Google API to Amazon S3¶
Use the GoogleApiToS3Operator
transfer to make requests to any Google API which supports discovery and save
its response in an Amazon S3 file.
Prerequisite Tasks¶
To use these operators, you must do a few things:
Create necessary resources using AWS Console or AWS CLI.
Install API libraries via pip.
pip install 'apache-airflow[amazon]'Detailed information is available Installation of Airflow®
Operators¶
Google Sheets to Amazon S3 transfer operator¶
This example loads data from Google Sheets and save it to an Amazon S3 file.
tests/system/amazon/aws/example_google_api_sheets_to_s3.py
task_google_sheets_values_to_s3 = GoogleApiToS3Operator(
task_id="google_sheet_data_to_s3",
google_api_service_name="sheets",
google_api_service_version="v4",
google_api_endpoint_path="sheets.spreadsheets.values.get",
google_api_endpoint_params={"spreadsheetId": GOOGLE_SHEET_ID, "range": GOOGLE_SHEET_RANGE},
s3_destination_key=f"s3://{s3_bucket}/{s3_key}",
)
You can find more information about the Google API endpoint used here.

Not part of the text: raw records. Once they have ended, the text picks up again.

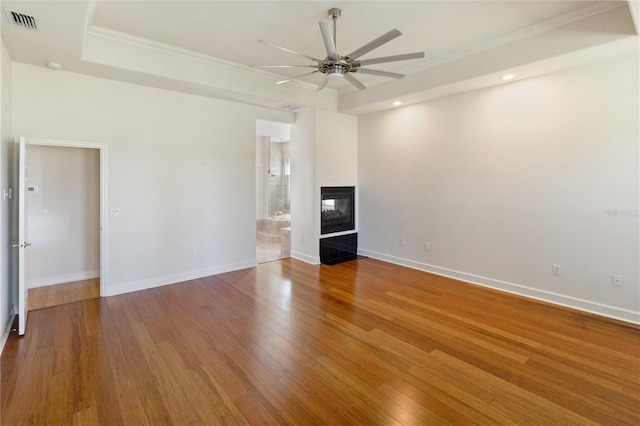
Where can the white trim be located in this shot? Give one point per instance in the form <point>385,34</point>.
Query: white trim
<point>521,290</point>
<point>6,330</point>
<point>177,278</point>
<point>314,260</point>
<point>102,148</point>
<point>61,279</point>
<point>530,31</point>
<point>144,43</point>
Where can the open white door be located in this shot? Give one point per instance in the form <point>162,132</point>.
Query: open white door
<point>22,243</point>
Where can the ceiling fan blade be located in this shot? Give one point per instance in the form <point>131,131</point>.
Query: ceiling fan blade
<point>298,76</point>
<point>380,73</point>
<point>288,50</point>
<point>284,66</point>
<point>327,37</point>
<point>351,79</point>
<point>385,38</point>
<point>323,83</point>
<point>385,59</point>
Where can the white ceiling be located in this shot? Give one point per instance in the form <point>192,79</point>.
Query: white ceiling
<point>207,47</point>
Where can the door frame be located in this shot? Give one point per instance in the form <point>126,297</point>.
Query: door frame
<point>102,149</point>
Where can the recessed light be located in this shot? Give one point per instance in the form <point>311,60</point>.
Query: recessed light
<point>54,65</point>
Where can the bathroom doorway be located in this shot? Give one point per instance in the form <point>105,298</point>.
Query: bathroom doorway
<point>273,191</point>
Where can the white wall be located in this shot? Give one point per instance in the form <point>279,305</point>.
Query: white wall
<point>181,170</point>
<point>5,183</point>
<point>325,144</point>
<point>304,243</point>
<point>504,182</point>
<point>63,215</point>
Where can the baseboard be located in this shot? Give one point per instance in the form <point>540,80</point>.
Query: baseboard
<point>129,287</point>
<point>520,290</point>
<point>305,258</point>
<point>62,279</point>
<point>5,332</point>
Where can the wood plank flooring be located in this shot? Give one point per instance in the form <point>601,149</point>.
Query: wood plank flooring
<point>363,342</point>
<point>54,295</point>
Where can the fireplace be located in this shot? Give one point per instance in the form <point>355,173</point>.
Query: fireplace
<point>337,209</point>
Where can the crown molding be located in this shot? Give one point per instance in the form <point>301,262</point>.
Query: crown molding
<point>511,37</point>
<point>120,37</point>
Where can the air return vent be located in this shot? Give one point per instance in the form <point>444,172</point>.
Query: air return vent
<point>289,107</point>
<point>22,20</point>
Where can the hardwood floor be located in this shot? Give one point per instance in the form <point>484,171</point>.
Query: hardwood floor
<point>363,342</point>
<point>54,295</point>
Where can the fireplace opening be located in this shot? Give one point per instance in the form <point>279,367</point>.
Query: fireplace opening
<point>337,209</point>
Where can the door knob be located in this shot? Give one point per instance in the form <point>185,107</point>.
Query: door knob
<point>23,245</point>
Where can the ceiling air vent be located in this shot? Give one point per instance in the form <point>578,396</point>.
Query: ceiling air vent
<point>290,107</point>
<point>22,20</point>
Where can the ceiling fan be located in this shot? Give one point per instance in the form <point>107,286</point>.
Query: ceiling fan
<point>336,66</point>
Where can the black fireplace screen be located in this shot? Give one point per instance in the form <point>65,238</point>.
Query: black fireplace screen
<point>337,209</point>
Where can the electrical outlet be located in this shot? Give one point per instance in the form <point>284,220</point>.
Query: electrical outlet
<point>616,280</point>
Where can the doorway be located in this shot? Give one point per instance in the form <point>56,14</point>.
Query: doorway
<point>57,194</point>
<point>64,225</point>
<point>273,191</point>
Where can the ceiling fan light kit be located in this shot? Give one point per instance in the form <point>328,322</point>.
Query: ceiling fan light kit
<point>335,66</point>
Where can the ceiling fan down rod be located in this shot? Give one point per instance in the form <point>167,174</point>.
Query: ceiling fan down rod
<point>335,14</point>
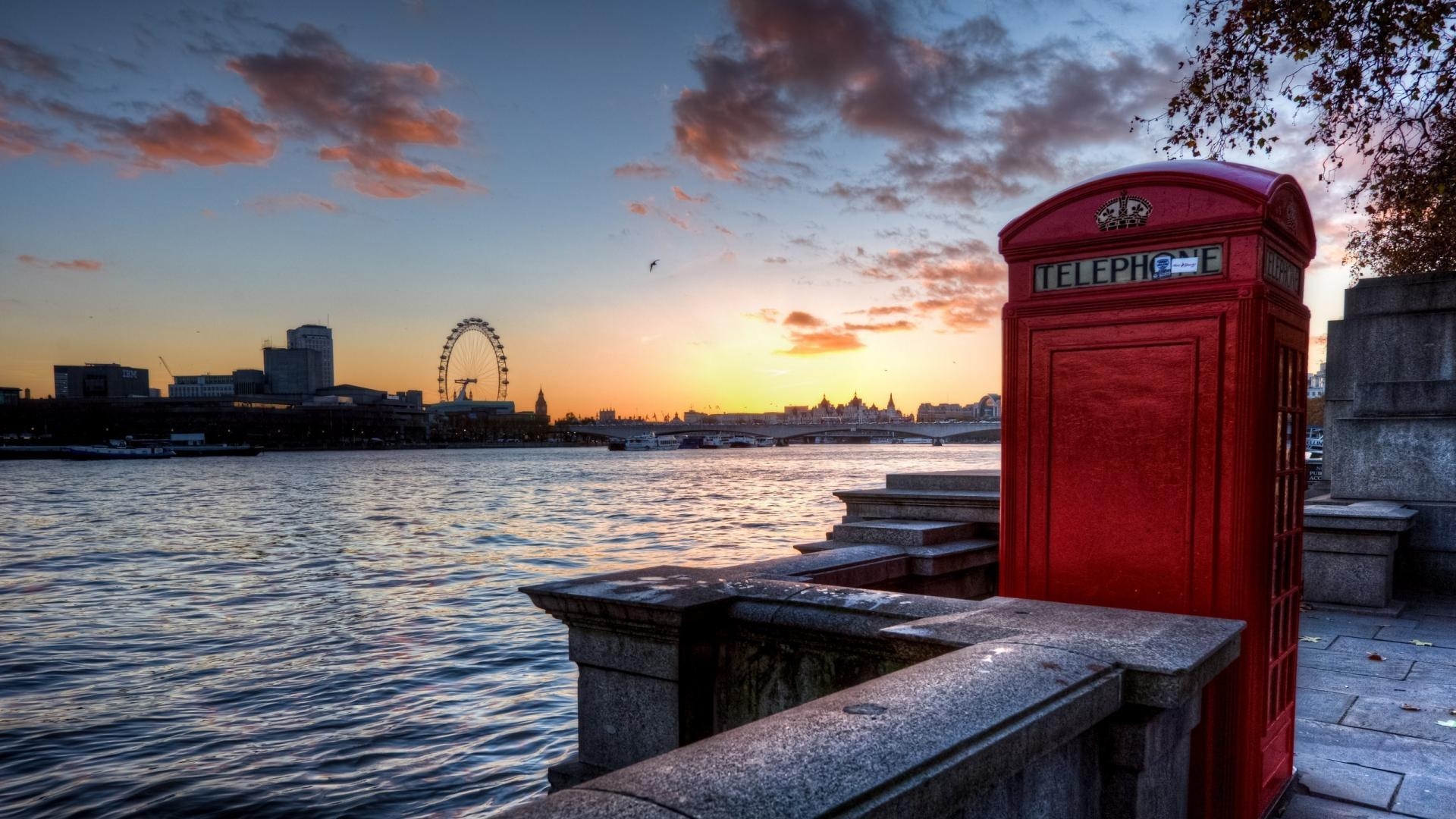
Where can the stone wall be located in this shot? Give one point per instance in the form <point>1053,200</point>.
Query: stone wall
<point>1391,413</point>
<point>999,707</point>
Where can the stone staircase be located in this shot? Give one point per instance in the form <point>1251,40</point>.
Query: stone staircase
<point>946,525</point>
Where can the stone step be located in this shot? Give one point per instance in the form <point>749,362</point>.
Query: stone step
<point>903,532</point>
<point>921,504</point>
<point>962,480</point>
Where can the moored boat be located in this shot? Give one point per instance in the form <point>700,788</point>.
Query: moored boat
<point>118,450</point>
<point>650,444</point>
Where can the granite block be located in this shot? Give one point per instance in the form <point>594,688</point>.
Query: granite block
<point>1168,657</point>
<point>903,532</point>
<point>1302,806</point>
<point>1348,579</point>
<point>1443,637</point>
<point>1388,716</point>
<point>634,717</point>
<point>1423,689</point>
<point>1433,654</point>
<point>915,739</point>
<point>632,653</point>
<point>1427,796</point>
<point>963,480</point>
<point>1432,673</point>
<point>1337,621</point>
<point>1373,749</point>
<point>1346,781</point>
<point>1350,662</point>
<point>587,803</point>
<point>1323,706</point>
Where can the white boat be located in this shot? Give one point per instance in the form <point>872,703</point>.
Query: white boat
<point>118,450</point>
<point>650,444</point>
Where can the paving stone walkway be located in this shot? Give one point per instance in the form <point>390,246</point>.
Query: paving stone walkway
<point>1376,714</point>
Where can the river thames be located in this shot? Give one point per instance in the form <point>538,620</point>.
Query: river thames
<point>337,634</point>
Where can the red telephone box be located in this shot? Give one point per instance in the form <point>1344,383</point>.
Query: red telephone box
<point>1153,428</point>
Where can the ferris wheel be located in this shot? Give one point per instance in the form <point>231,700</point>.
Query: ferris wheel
<point>473,354</point>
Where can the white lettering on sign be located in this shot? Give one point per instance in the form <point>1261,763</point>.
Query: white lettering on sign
<point>1282,271</point>
<point>1130,268</point>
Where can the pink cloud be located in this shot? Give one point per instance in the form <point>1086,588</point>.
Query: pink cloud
<point>89,265</point>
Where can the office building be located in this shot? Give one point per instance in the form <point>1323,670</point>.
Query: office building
<point>296,371</point>
<point>200,387</point>
<point>315,337</point>
<point>249,382</point>
<point>101,381</point>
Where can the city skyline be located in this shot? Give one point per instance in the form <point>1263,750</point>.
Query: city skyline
<point>817,238</point>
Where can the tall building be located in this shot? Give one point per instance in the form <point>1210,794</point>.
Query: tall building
<point>315,337</point>
<point>1316,382</point>
<point>296,371</point>
<point>101,381</point>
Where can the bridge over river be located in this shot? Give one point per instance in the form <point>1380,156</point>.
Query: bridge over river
<point>946,431</point>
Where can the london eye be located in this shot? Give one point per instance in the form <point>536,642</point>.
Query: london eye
<point>472,363</point>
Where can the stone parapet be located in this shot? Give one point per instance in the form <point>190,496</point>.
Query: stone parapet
<point>989,707</point>
<point>1350,551</point>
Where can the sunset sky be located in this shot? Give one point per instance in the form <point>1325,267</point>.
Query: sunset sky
<point>823,184</point>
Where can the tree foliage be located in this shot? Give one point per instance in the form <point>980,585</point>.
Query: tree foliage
<point>1378,80</point>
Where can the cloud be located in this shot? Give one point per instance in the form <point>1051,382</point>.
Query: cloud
<point>226,136</point>
<point>733,118</point>
<point>871,197</point>
<point>821,341</point>
<point>963,283</point>
<point>789,58</point>
<point>18,139</point>
<point>880,327</point>
<point>645,169</point>
<point>89,265</point>
<point>268,206</point>
<point>386,175</point>
<point>884,311</point>
<point>373,108</point>
<point>31,61</point>
<point>648,209</point>
<point>680,196</point>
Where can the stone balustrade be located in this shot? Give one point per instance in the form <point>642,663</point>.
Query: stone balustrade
<point>730,692</point>
<point>873,673</point>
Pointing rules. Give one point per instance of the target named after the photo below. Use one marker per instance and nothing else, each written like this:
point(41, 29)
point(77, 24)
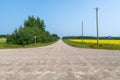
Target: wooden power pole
point(97, 26)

Google Youtube to Amazon S3¶
This is a more advanced example dag for using GoogleApiToS3Operator
which uses xcom to pass data between
tasks to retrieve specific information about YouTube videos.
It searches for up to 50 videos (due to pagination) in a given time range
(YOUTUBE_VIDEO_PUBLISHED_AFTER
, YOUTUBE_VIDEO_PUBLISHED_BEFORE
) on a YouTube channel (YOUTUBE_CHANNEL_ID
)
saves the response in Amazon S3 and also pushes the data to xcom.

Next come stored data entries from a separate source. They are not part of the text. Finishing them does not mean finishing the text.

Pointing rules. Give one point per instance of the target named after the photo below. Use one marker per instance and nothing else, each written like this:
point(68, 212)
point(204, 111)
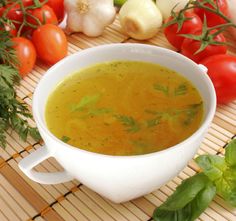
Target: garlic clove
point(140, 19)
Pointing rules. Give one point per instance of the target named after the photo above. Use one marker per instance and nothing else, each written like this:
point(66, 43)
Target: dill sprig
point(13, 113)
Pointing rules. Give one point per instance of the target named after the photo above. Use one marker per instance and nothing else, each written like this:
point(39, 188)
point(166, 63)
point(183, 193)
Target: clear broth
point(124, 108)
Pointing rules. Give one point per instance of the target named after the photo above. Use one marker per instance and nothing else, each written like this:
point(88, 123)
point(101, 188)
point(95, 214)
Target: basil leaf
point(226, 186)
point(179, 207)
point(212, 165)
point(230, 153)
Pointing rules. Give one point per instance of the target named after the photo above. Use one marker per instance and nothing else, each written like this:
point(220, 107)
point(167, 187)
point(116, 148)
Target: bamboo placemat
point(23, 199)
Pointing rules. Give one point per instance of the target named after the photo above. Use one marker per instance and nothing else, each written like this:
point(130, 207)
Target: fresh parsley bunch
point(13, 113)
point(193, 196)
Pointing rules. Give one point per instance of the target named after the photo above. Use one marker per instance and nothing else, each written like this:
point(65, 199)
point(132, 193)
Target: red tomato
point(2, 9)
point(58, 8)
point(12, 31)
point(190, 46)
point(189, 26)
point(222, 71)
point(15, 14)
point(50, 43)
point(212, 18)
point(44, 14)
point(27, 2)
point(26, 54)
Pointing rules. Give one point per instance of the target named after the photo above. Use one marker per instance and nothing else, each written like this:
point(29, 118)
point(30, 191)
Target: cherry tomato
point(212, 18)
point(12, 31)
point(45, 15)
point(26, 54)
point(2, 9)
point(27, 2)
point(190, 46)
point(15, 14)
point(58, 8)
point(50, 43)
point(222, 71)
point(189, 26)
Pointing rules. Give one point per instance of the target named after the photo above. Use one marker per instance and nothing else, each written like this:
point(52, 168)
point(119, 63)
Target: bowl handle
point(28, 163)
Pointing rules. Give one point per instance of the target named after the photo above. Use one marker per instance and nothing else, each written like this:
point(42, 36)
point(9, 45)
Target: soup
point(124, 108)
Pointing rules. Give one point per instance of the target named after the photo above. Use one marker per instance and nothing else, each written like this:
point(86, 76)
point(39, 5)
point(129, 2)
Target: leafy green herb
point(193, 195)
point(65, 139)
point(162, 88)
point(180, 90)
point(230, 154)
point(129, 122)
point(85, 102)
point(13, 113)
point(189, 200)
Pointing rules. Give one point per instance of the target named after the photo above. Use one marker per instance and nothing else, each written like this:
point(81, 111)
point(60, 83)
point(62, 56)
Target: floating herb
point(65, 139)
point(99, 111)
point(180, 90)
point(131, 124)
point(85, 102)
point(191, 112)
point(153, 122)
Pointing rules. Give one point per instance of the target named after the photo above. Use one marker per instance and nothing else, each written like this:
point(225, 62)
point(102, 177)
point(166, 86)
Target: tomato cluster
point(198, 34)
point(33, 27)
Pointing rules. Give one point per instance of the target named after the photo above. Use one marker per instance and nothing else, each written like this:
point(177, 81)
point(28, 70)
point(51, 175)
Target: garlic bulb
point(166, 6)
point(140, 19)
point(232, 14)
point(89, 16)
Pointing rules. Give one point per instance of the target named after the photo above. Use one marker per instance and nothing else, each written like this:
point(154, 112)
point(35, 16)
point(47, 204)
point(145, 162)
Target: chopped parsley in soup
point(124, 108)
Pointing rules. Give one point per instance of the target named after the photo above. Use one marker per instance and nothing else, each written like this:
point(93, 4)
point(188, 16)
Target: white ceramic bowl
point(118, 178)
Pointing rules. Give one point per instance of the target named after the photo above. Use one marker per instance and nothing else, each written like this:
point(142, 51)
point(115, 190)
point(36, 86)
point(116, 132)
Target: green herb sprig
point(13, 113)
point(194, 194)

tests/system/amazon/aws/example_google_api_youtube_to_s3.py
video_ids_to_s3 = GoogleApiToS3Operator(
task_id="video_ids_to_s3",
google_api_service_name="youtube",
google_api_service_version="v3",
google_api_endpoint_path="youtube.search.list",
gcp_conn_id=conn_id_name,
google_api_endpoint_params={
"part": "snippet",
"channelId": YOUTUBE_CHANNEL_ID,
"maxResults": 50,
"publishedAfter": YOUTUBE_VIDEO_PUBLISHED_AFTER,
"publishedBefore": YOUTUBE_VIDEO_PUBLISHED_BEFORE,
"type": "video",
"fields": "items/id/videoId",
},
google_api_response_via_xcom="video_ids_response",
s3_destination_key=f"https://s3.us-west-2.amazonaws.com/{s3_bucket_name}/youtube_search",
s3_overwrite=True,
)
It passes over the YouTube IDs to the next request which then gets the
information (YOUTUBE_VIDEO_FIELDS
) for the requested videos and saves them in Amazon S3 (S3_BUCKET_NAME
).
tests/system/amazon/aws/example_google_api_youtube_to_s3.py
video_data_to_s3 = GoogleApiToS3Operator(
task_id="video_data_to_s3",
google_api_service_name="youtube",
google_api_service_version="v3",
gcp_conn_id=conn_id_name,
google_api_endpoint_path="youtube.videos.list",
google_api_endpoint_params={
"part": YOUTUBE_VIDEO_PARTS,
"maxResults": 50,
"fields": YOUTUBE_VIDEO_FIELDS,
},
google_api_endpoint_params_via_xcom="video_ids",
s3_destination_key=f"https://s3.us-west-2.amazonaws.com/{s3_bucket_name}/youtube_videos",
s3_overwrite=True,
)